Some people who have a phobic of the dentist will feel sick when the subject of the dentists is brought up. They may also sweat more and a higher rate of heartbeat and breathing might be observed. The person may even faint in more serious cases.

There is a short list below that may be useful for you to read if you feel that you may suffer from a phobia of the dentists. Key symptoms of dental phobia include:

  • A lack of ability to sleep on the nights running up to your dental appointments.
  • A nervous feeling when travelling to or sitting in the dental clinic prior to your appointment.
  • The feeling that you want to burst into tears when the time that your visit approaches.
  • Heightened levels of anxiety at the sight of the dentist's equipment or at dental staff.
  • Feeling ill even just at the though of the dentist visit.
  • A panicking feeling or difficulty breathing when the dentist starts putting things into your mouth.

Treatment of dental anxiety and phobia

It is possible to be treated for dental phobia.

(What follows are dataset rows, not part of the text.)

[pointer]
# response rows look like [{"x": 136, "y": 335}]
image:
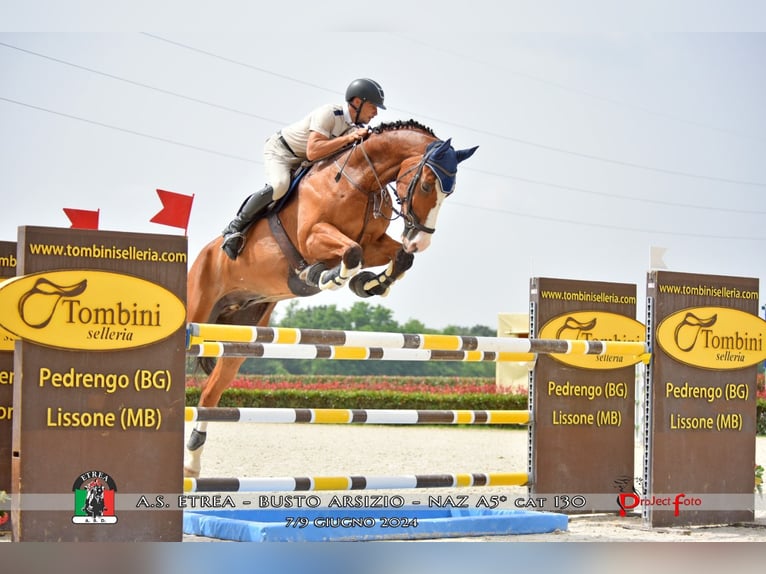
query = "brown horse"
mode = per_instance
[{"x": 331, "y": 226}]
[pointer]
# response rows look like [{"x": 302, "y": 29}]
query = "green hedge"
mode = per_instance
[{"x": 295, "y": 398}]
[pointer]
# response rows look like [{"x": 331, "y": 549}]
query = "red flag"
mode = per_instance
[
  {"x": 176, "y": 209},
  {"x": 82, "y": 218}
]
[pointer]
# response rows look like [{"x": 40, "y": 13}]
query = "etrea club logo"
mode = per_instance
[{"x": 94, "y": 498}]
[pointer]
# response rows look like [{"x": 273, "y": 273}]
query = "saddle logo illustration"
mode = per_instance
[
  {"x": 595, "y": 326},
  {"x": 94, "y": 498},
  {"x": 718, "y": 338},
  {"x": 89, "y": 310}
]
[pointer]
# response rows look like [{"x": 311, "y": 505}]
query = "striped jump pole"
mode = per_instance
[
  {"x": 308, "y": 483},
  {"x": 201, "y": 332},
  {"x": 311, "y": 351},
  {"x": 356, "y": 416}
]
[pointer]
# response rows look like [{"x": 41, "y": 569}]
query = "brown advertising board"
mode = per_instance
[
  {"x": 7, "y": 269},
  {"x": 99, "y": 384},
  {"x": 582, "y": 439},
  {"x": 706, "y": 340}
]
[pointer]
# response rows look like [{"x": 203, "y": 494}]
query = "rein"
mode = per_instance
[{"x": 382, "y": 193}]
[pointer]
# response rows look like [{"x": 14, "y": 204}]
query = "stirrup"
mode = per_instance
[{"x": 233, "y": 244}]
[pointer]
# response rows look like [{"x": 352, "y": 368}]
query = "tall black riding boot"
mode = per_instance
[{"x": 253, "y": 206}]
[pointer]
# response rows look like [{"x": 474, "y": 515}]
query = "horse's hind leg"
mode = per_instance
[{"x": 220, "y": 378}]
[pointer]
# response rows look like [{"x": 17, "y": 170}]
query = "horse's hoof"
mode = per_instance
[{"x": 357, "y": 283}]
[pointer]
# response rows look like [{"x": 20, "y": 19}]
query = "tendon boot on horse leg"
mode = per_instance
[
  {"x": 367, "y": 283},
  {"x": 253, "y": 206}
]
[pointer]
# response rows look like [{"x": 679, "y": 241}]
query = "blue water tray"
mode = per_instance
[{"x": 360, "y": 524}]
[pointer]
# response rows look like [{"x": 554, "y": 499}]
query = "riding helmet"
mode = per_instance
[{"x": 367, "y": 90}]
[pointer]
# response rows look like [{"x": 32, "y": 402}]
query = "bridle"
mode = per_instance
[{"x": 405, "y": 211}]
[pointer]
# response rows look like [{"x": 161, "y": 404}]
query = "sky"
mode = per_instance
[{"x": 596, "y": 141}]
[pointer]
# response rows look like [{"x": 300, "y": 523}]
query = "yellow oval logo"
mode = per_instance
[
  {"x": 89, "y": 310},
  {"x": 595, "y": 326},
  {"x": 7, "y": 340},
  {"x": 718, "y": 338}
]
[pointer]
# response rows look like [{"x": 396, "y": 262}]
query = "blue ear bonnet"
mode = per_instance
[{"x": 442, "y": 159}]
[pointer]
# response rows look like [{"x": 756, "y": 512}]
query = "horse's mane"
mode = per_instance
[{"x": 402, "y": 125}]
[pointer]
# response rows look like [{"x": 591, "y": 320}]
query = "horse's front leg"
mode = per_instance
[
  {"x": 385, "y": 250},
  {"x": 220, "y": 378},
  {"x": 327, "y": 243}
]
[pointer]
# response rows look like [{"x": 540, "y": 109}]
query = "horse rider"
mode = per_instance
[{"x": 321, "y": 133}]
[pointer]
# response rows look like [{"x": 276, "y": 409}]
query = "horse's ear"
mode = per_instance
[
  {"x": 440, "y": 148},
  {"x": 463, "y": 154}
]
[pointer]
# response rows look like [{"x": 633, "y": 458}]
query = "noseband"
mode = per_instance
[{"x": 410, "y": 218}]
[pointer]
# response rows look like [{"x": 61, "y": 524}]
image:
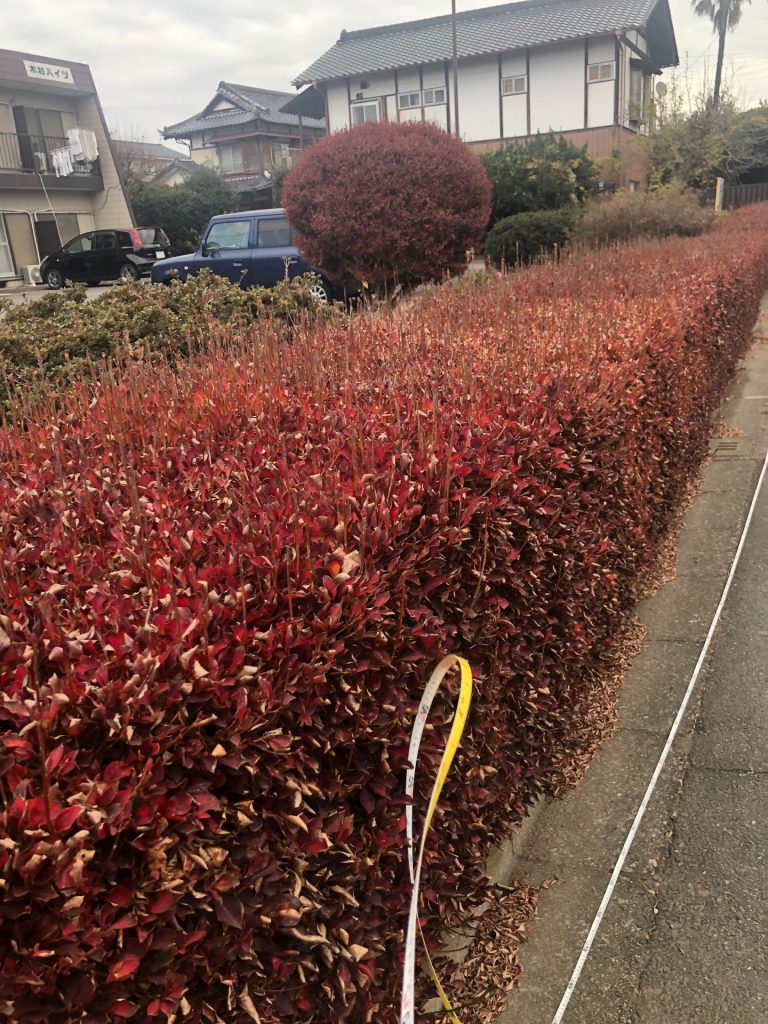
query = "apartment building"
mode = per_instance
[{"x": 58, "y": 176}]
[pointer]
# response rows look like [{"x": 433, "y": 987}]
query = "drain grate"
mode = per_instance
[{"x": 732, "y": 448}]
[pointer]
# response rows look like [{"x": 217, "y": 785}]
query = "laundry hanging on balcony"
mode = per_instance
[
  {"x": 62, "y": 162},
  {"x": 82, "y": 143}
]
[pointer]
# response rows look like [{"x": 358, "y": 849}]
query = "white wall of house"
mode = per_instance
[
  {"x": 551, "y": 91},
  {"x": 515, "y": 107},
  {"x": 479, "y": 102},
  {"x": 557, "y": 84},
  {"x": 338, "y": 105}
]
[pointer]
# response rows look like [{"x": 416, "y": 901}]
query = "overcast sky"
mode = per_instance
[{"x": 157, "y": 61}]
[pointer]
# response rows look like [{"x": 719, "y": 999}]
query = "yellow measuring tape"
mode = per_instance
[{"x": 457, "y": 729}]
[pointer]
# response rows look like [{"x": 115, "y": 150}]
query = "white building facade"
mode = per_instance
[
  {"x": 44, "y": 201},
  {"x": 586, "y": 69}
]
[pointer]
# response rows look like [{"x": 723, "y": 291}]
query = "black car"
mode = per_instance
[{"x": 108, "y": 254}]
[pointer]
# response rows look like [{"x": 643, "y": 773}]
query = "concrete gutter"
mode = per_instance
[{"x": 684, "y": 937}]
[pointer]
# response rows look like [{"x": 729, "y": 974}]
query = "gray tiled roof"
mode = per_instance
[
  {"x": 491, "y": 30},
  {"x": 250, "y": 103},
  {"x": 156, "y": 151},
  {"x": 250, "y": 182}
]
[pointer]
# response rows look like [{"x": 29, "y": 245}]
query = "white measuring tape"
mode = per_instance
[
  {"x": 662, "y": 761},
  {"x": 460, "y": 720}
]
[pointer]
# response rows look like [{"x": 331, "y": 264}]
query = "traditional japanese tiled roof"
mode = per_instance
[
  {"x": 249, "y": 103},
  {"x": 491, "y": 30},
  {"x": 250, "y": 182},
  {"x": 151, "y": 151}
]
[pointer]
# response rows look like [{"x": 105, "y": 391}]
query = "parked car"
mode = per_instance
[
  {"x": 107, "y": 254},
  {"x": 250, "y": 249}
]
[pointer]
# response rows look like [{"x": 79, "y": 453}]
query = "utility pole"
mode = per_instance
[{"x": 456, "y": 71}]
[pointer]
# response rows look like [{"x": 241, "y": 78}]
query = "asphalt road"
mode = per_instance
[
  {"x": 30, "y": 294},
  {"x": 685, "y": 936}
]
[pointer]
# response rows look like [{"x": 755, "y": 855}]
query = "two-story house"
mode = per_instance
[
  {"x": 57, "y": 172},
  {"x": 243, "y": 133},
  {"x": 584, "y": 69}
]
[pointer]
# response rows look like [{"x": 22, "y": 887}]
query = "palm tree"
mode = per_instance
[{"x": 724, "y": 14}]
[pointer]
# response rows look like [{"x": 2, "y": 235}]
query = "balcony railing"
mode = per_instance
[{"x": 33, "y": 154}]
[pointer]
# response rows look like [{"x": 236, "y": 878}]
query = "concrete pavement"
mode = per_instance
[{"x": 685, "y": 937}]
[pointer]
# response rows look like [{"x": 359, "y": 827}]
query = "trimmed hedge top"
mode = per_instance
[{"x": 223, "y": 587}]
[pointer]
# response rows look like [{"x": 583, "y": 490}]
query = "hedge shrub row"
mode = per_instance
[
  {"x": 47, "y": 342},
  {"x": 632, "y": 215},
  {"x": 526, "y": 237},
  {"x": 223, "y": 588}
]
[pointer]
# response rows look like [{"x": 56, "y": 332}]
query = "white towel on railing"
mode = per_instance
[
  {"x": 82, "y": 143},
  {"x": 61, "y": 160}
]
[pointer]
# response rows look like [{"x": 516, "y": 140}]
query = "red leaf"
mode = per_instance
[
  {"x": 124, "y": 968},
  {"x": 67, "y": 818},
  {"x": 162, "y": 902},
  {"x": 123, "y": 1008}
]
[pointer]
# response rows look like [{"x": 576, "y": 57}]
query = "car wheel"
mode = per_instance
[
  {"x": 321, "y": 292},
  {"x": 128, "y": 272},
  {"x": 54, "y": 279}
]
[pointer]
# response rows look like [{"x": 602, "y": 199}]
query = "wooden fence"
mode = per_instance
[{"x": 735, "y": 196}]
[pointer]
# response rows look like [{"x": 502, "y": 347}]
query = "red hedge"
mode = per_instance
[
  {"x": 222, "y": 591},
  {"x": 388, "y": 202}
]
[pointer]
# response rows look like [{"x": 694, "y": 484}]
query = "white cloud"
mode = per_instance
[{"x": 156, "y": 64}]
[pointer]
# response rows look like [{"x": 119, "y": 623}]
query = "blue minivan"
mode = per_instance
[{"x": 250, "y": 249}]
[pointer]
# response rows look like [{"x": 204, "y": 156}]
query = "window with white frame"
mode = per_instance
[
  {"x": 604, "y": 72},
  {"x": 433, "y": 96},
  {"x": 367, "y": 110},
  {"x": 6, "y": 260},
  {"x": 230, "y": 158},
  {"x": 515, "y": 85},
  {"x": 408, "y": 99}
]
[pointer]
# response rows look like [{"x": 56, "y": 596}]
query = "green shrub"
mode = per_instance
[
  {"x": 546, "y": 173},
  {"x": 631, "y": 215},
  {"x": 47, "y": 342},
  {"x": 526, "y": 236}
]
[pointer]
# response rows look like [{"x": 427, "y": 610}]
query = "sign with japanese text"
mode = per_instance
[{"x": 51, "y": 73}]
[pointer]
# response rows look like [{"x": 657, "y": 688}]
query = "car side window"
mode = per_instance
[
  {"x": 104, "y": 240},
  {"x": 80, "y": 245},
  {"x": 229, "y": 235},
  {"x": 273, "y": 232}
]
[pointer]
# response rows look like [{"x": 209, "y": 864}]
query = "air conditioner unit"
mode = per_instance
[{"x": 32, "y": 274}]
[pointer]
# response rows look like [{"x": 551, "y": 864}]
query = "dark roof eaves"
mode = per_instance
[{"x": 314, "y": 73}]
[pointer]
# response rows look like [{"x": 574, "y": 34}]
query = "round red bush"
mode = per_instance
[{"x": 387, "y": 203}]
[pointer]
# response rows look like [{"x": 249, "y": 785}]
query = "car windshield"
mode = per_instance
[
  {"x": 228, "y": 235},
  {"x": 81, "y": 245},
  {"x": 152, "y": 236}
]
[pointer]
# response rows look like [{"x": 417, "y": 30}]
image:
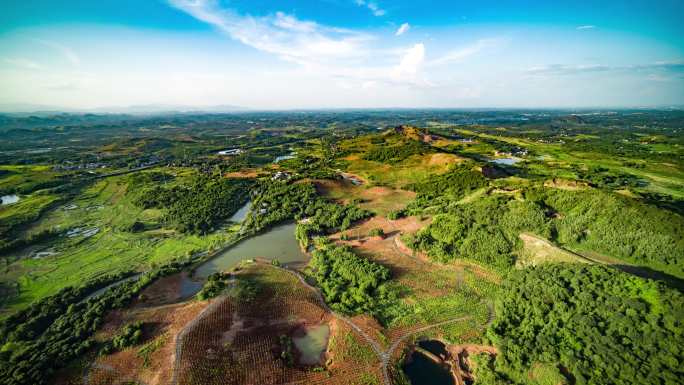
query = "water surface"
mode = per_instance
[
  {"x": 283, "y": 157},
  {"x": 9, "y": 199},
  {"x": 506, "y": 161},
  {"x": 423, "y": 371},
  {"x": 312, "y": 344},
  {"x": 278, "y": 243}
]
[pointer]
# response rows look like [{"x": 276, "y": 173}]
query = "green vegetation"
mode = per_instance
[
  {"x": 376, "y": 232},
  {"x": 104, "y": 211},
  {"x": 603, "y": 326},
  {"x": 287, "y": 350},
  {"x": 52, "y": 332},
  {"x": 276, "y": 202},
  {"x": 131, "y": 335},
  {"x": 200, "y": 206},
  {"x": 350, "y": 284},
  {"x": 455, "y": 184},
  {"x": 398, "y": 152},
  {"x": 216, "y": 283},
  {"x": 485, "y": 231}
]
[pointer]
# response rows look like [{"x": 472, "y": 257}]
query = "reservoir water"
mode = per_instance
[
  {"x": 9, "y": 199},
  {"x": 312, "y": 344},
  {"x": 506, "y": 161},
  {"x": 278, "y": 243},
  {"x": 283, "y": 157},
  {"x": 423, "y": 371}
]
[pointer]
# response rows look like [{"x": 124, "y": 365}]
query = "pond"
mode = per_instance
[
  {"x": 421, "y": 370},
  {"x": 9, "y": 199},
  {"x": 189, "y": 287},
  {"x": 278, "y": 243},
  {"x": 311, "y": 344},
  {"x": 241, "y": 214},
  {"x": 283, "y": 157},
  {"x": 506, "y": 161}
]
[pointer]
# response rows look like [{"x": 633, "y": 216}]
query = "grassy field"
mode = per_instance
[{"x": 105, "y": 209}]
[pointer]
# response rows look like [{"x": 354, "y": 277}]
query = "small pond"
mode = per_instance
[
  {"x": 241, "y": 214},
  {"x": 312, "y": 343},
  {"x": 506, "y": 161},
  {"x": 283, "y": 157},
  {"x": 9, "y": 199},
  {"x": 421, "y": 370},
  {"x": 189, "y": 287},
  {"x": 278, "y": 243}
]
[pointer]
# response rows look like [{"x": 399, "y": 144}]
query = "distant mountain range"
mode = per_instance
[{"x": 147, "y": 109}]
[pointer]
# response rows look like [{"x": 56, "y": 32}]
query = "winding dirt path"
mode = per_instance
[{"x": 385, "y": 355}]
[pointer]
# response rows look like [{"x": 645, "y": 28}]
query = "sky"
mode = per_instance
[{"x": 273, "y": 55}]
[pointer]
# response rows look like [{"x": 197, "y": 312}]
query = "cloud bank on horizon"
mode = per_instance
[{"x": 342, "y": 53}]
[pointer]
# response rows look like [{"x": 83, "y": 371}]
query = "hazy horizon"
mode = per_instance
[{"x": 342, "y": 54}]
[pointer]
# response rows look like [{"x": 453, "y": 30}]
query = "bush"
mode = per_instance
[
  {"x": 604, "y": 326},
  {"x": 377, "y": 232}
]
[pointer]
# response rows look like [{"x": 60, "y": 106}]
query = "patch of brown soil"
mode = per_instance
[
  {"x": 165, "y": 290},
  {"x": 164, "y": 324},
  {"x": 461, "y": 367},
  {"x": 564, "y": 184},
  {"x": 380, "y": 200},
  {"x": 284, "y": 306},
  {"x": 441, "y": 159},
  {"x": 246, "y": 173}
]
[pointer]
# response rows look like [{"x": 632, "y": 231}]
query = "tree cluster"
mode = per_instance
[
  {"x": 602, "y": 326},
  {"x": 199, "y": 207},
  {"x": 55, "y": 330},
  {"x": 350, "y": 284}
]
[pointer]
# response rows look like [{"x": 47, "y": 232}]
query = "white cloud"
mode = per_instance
[
  {"x": 402, "y": 29},
  {"x": 304, "y": 42},
  {"x": 65, "y": 51},
  {"x": 23, "y": 63},
  {"x": 372, "y": 6},
  {"x": 461, "y": 54},
  {"x": 341, "y": 54},
  {"x": 562, "y": 69}
]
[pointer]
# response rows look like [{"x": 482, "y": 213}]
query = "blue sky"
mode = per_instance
[{"x": 342, "y": 53}]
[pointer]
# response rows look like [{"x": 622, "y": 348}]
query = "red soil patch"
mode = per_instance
[
  {"x": 164, "y": 323},
  {"x": 247, "y": 173},
  {"x": 237, "y": 342}
]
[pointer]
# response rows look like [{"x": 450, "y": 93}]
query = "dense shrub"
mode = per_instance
[
  {"x": 57, "y": 329},
  {"x": 485, "y": 231},
  {"x": 216, "y": 283},
  {"x": 200, "y": 206},
  {"x": 603, "y": 326},
  {"x": 276, "y": 202},
  {"x": 399, "y": 152},
  {"x": 620, "y": 227},
  {"x": 349, "y": 283}
]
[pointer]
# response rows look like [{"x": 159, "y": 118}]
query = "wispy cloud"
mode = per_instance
[
  {"x": 22, "y": 63},
  {"x": 63, "y": 50},
  {"x": 372, "y": 6},
  {"x": 561, "y": 69},
  {"x": 458, "y": 55},
  {"x": 402, "y": 29},
  {"x": 304, "y": 42},
  {"x": 341, "y": 54}
]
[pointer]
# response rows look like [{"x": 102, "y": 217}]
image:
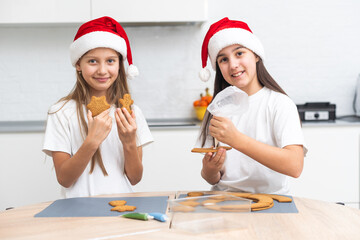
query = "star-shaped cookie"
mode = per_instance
[
  {"x": 97, "y": 105},
  {"x": 126, "y": 102}
]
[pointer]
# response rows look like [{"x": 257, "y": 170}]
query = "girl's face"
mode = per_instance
[
  {"x": 100, "y": 68},
  {"x": 238, "y": 67}
]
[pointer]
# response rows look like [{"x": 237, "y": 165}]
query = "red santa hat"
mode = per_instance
[
  {"x": 225, "y": 33},
  {"x": 102, "y": 32}
]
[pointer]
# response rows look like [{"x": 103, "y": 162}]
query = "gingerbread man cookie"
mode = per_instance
[
  {"x": 124, "y": 208},
  {"x": 126, "y": 102},
  {"x": 97, "y": 105}
]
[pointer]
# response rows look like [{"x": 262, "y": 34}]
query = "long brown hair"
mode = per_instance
[
  {"x": 220, "y": 84},
  {"x": 81, "y": 95}
]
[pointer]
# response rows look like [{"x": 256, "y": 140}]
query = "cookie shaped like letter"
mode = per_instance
[
  {"x": 126, "y": 102},
  {"x": 97, "y": 105}
]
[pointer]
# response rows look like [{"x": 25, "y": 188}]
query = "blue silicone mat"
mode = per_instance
[
  {"x": 277, "y": 208},
  {"x": 99, "y": 207}
]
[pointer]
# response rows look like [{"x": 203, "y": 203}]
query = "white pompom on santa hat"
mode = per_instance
[
  {"x": 225, "y": 33},
  {"x": 102, "y": 32}
]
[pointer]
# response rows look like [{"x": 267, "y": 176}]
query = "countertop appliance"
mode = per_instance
[{"x": 317, "y": 111}]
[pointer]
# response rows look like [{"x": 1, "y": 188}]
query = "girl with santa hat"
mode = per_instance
[
  {"x": 99, "y": 154},
  {"x": 266, "y": 139}
]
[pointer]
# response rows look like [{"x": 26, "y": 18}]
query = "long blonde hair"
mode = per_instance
[{"x": 81, "y": 95}]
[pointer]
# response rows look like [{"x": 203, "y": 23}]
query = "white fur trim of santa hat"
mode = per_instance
[{"x": 95, "y": 40}]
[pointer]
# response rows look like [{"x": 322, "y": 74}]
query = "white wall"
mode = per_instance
[{"x": 312, "y": 50}]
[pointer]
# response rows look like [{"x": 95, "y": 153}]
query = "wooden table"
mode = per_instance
[{"x": 315, "y": 220}]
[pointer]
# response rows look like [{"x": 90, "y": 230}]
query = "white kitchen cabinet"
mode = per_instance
[
  {"x": 331, "y": 169},
  {"x": 44, "y": 11},
  {"x": 154, "y": 11},
  {"x": 80, "y": 11}
]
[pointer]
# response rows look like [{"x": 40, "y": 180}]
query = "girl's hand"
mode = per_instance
[
  {"x": 99, "y": 126},
  {"x": 212, "y": 166},
  {"x": 126, "y": 125},
  {"x": 222, "y": 129}
]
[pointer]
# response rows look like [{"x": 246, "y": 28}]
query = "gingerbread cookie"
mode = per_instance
[
  {"x": 206, "y": 150},
  {"x": 183, "y": 208},
  {"x": 117, "y": 203},
  {"x": 190, "y": 203},
  {"x": 123, "y": 208},
  {"x": 126, "y": 102},
  {"x": 97, "y": 105},
  {"x": 195, "y": 194}
]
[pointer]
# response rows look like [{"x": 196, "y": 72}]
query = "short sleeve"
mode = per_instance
[
  {"x": 143, "y": 133},
  {"x": 57, "y": 134},
  {"x": 287, "y": 125}
]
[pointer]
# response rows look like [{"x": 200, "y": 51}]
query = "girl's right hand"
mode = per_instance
[
  {"x": 212, "y": 165},
  {"x": 99, "y": 126}
]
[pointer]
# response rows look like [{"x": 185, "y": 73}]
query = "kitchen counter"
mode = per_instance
[{"x": 315, "y": 220}]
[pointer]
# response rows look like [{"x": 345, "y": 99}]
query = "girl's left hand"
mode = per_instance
[
  {"x": 222, "y": 129},
  {"x": 126, "y": 126}
]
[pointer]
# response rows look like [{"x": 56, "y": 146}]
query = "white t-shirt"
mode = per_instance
[
  {"x": 271, "y": 118},
  {"x": 63, "y": 134}
]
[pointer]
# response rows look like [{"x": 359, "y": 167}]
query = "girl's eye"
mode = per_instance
[{"x": 221, "y": 60}]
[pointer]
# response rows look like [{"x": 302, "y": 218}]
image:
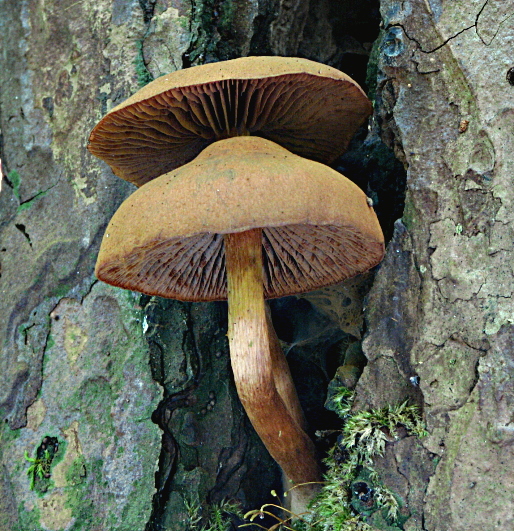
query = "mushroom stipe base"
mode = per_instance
[{"x": 261, "y": 373}]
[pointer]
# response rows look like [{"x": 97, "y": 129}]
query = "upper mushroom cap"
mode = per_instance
[
  {"x": 166, "y": 238},
  {"x": 310, "y": 108}
]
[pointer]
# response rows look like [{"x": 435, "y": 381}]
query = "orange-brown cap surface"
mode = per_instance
[
  {"x": 311, "y": 109},
  {"x": 166, "y": 239}
]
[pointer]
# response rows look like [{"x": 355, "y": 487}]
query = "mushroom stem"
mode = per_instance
[{"x": 263, "y": 382}]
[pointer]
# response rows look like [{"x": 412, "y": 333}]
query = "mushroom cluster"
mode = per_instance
[{"x": 229, "y": 209}]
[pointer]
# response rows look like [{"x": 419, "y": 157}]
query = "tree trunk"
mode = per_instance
[{"x": 129, "y": 399}]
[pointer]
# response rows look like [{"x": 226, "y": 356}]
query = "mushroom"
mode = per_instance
[
  {"x": 244, "y": 221},
  {"x": 309, "y": 108}
]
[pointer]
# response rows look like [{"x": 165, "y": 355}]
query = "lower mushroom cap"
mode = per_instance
[{"x": 166, "y": 238}]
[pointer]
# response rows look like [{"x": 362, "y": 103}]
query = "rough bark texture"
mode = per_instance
[
  {"x": 441, "y": 307},
  {"x": 91, "y": 366}
]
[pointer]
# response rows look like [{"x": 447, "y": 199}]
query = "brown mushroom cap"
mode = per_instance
[
  {"x": 166, "y": 238},
  {"x": 311, "y": 109}
]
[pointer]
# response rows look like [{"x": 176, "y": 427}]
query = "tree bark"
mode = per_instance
[{"x": 134, "y": 395}]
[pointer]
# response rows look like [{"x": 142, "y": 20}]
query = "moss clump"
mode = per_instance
[
  {"x": 216, "y": 517},
  {"x": 352, "y": 490}
]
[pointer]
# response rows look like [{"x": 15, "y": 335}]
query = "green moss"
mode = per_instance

To obtain such treatments, you should approach your dentist with your concerns. If the thought of this scares you, you may try talking to your doctor or perhaps even a psychologist. By talking your worries over with a professional, you may be referred to an anxiety management clinic that specialised in dental fear. Such clinics are often contained within dental hospitals. Usually, this help is successful but it all depends on the level of anxiety felt surrounding the dentist and dental procedures. Some people can overcome their fear by simply talking over their fears and concerns with the dentist.